Under the terms of the agreement, announced earlier this month, Idaho Power will pay $20 million over the next 20 years to improve water quality, reduce stream sedimentation, conduct research and boost the production of spring Chinook salmon at the Rapid River Hatchery to 4 million juvenile fish. The hatchery produces 3.2 million fish now. That investment will come in addition to a planned $400 million program that Idaho Power is undertaking to improve the water quality in the Snake River basin, according to Idaho Power.
Idaho Power operates the dams—Brownlee, Oxbow and Hells Canyon—which were built in the 1950s and ’60s and now account for about 70 percent of the utility’s annual hydroelectric production.
The construction of the dams blocked the migration of salmon and steelhead on the Snake River. The dispute between Idaho and Idaho Power, on one side, and Oregon started 15 years ago, when Idaho Power sought to renew its license to operate the dams with the Federal Energy Regulatory Commission.
Oregon pressed to enforce a state law it’s had since 2001, which requires fish passage for native fish at any dam blocking a waterway. Idaho opposed such efforts, arguing that any reintroduction of fish in the Snake River or its tributaries should require the approval of the governor and the state Legislature.

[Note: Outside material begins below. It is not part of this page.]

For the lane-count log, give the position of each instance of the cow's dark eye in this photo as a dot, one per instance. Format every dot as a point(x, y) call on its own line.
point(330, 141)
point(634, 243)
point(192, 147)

The agreement means that Oregon’s Department of Environmental Quality will not include reintroduction of salmon or steelhead on the Snake River above Hells Canyon as part of its water-quality certification in Idaho Power’s relicensing application, according to the Idaho Power news release.
Oregon DEQ Director Richard Whitman applauded the agreement, saying Idaho Power will operate Brownlee Dam to reduce water temperature, critical for migrating salmon and steelhead downstream. He said the other planned investments will help provide more cold water in the system.
“I am very pleased with the more aggressive steps that Idaho Power has proposed to address water-quality problems in the Snake River basin,” Whitman said in a statement.
Idaho and Oregon will move forward with issuing water-quality certifications for the Hells Canyon Complex of dams.
Before 1850, the Snake River basin could produce about 1.4 million Chinook salmon, 200,000 coho and 150,000 sockeye each year, according to estimates from the Pacific Fishery Management Council.